Last quarter we reported seeing a more balanced mix of homebuyers in the market.  This in turn has led to an overall increase in buyers.  First-time buyers made up 50% of the market in 2010.  Last year, that number fell to 37%.  The absolute number of first time buyers did not drop, just the percentage of the total.  This means a greater number of repeat buyers (both trade-up and trade-down buyers) are entering the market.  Regular readers of our newsletter know that we have been watching demand build over the past few years as people delayed desired moves.  That demand is now being slowly unleashed.

Through the first quarter pending home sales are up a robust 12.4%.  Pending sales haven’t been this strong, without artificial stimulus, since 2007.  In 2010, we saw a great deal of first quarter activity as people rushed to take advantage of the federal tax credits offered to first time buyers.  Later that year, when sales had an unprecedented drop in the second and third quarters, we learned that the tax credits, which expired in April of 2010, simply pulled spring and summer sales into the first quarter.  This year appears different.  With more types of buyers in the market, demand and confidence is higher all around.  Without the tax credit stimulus, the market appears to be standing on its own. 

Another sign of growing health in the market is the number of homes for sale.  We have to look all the way back to February of 2006 to find supply this low.  With 1,248 homes currently on the market, the standing inventory is now just half of what it was when the market started to drop.  
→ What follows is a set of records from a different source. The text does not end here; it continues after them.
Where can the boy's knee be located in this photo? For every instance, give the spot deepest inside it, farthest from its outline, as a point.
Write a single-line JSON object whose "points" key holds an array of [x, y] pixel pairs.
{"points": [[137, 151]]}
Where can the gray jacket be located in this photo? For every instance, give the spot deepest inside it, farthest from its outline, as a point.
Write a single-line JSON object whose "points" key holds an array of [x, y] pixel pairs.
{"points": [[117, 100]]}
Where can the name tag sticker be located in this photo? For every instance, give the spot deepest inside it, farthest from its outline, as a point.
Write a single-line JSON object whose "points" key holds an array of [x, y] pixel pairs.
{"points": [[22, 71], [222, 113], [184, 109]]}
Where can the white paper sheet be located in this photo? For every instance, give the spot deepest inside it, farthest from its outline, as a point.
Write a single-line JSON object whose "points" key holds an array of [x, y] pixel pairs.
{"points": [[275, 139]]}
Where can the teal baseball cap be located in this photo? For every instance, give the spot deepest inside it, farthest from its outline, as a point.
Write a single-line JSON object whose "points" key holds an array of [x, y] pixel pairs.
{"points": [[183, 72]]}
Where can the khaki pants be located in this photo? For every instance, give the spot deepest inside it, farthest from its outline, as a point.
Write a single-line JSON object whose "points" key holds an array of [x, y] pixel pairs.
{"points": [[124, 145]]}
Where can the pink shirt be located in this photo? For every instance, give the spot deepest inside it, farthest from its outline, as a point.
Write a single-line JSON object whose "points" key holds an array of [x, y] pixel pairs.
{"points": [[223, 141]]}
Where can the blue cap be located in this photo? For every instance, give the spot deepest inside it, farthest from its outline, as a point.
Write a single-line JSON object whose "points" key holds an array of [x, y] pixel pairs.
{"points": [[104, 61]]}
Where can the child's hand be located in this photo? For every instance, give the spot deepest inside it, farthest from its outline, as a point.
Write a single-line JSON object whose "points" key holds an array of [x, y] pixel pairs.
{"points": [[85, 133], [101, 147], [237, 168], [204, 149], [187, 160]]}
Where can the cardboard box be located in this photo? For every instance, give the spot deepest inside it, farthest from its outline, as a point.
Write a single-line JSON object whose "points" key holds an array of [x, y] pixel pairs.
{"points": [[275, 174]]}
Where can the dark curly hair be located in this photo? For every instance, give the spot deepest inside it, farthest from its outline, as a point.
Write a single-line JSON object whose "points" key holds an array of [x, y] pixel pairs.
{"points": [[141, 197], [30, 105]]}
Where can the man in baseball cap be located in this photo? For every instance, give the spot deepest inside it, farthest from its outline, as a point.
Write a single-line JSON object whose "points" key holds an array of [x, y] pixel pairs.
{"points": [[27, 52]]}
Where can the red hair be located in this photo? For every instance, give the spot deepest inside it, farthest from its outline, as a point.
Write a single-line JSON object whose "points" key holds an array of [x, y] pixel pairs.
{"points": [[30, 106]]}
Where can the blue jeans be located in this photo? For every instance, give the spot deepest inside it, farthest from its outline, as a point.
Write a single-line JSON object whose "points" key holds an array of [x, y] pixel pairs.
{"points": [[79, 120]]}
These low levels of inventory are actually creating a need for good homes to sell.  We are once again seeing multiple offers on the best priced homes, and the average time on the market is quite low.  These competitive situations aren’t just happening at the lowest price ranges; nearly all price ranges are experiencing this activity.  Short sales and bank-owned properties continue to account for one quarter of the homes for sale.  These types of homes were non-existent back in 2006.  Absent these distressed properties, current inventory is well below 1,000 homes. 

As a result of these conditions, people who had planned to postpone a sale are getting into the market now.  The amount of trade-up and trade-down buyers looking to sell and take advantage of the prices on the next home is at multi-year high. 

With this supply and demand picture it is not surprising to see that prices have stabilized.  The market’s average sales price has held steady since August of last year.  Besides the market-wide data, we see some encouraging anecdotal evidence of this as well.  Quite a number of homes that failed to sell a year ago have sold this year without further price adjustment.  To be sure, many homes on the market are still overpriced, but after years of declining prices, it is promising to see a real pattern of stabilization take hold.

Heading into the busy summer selling season, we anticipate that the market will continue this better balanced (and healthier) trend.  We have not seen balance like this in more than a decade.


  • In a recent Gallup poll, 62% of respondents say they own a home.  This is down from 68% in 2011. 
  • Locally, the homeownership rate is 67% according to the Thurston Regional Planning Council.
  • 70% of people surveyed by Gallup said it is a good time to buy.   
  • The amount of people who purchased a home due to affordability conditions has tripled in the last three years, according to the most recent survey of homebuyers by the National Association of Realtors.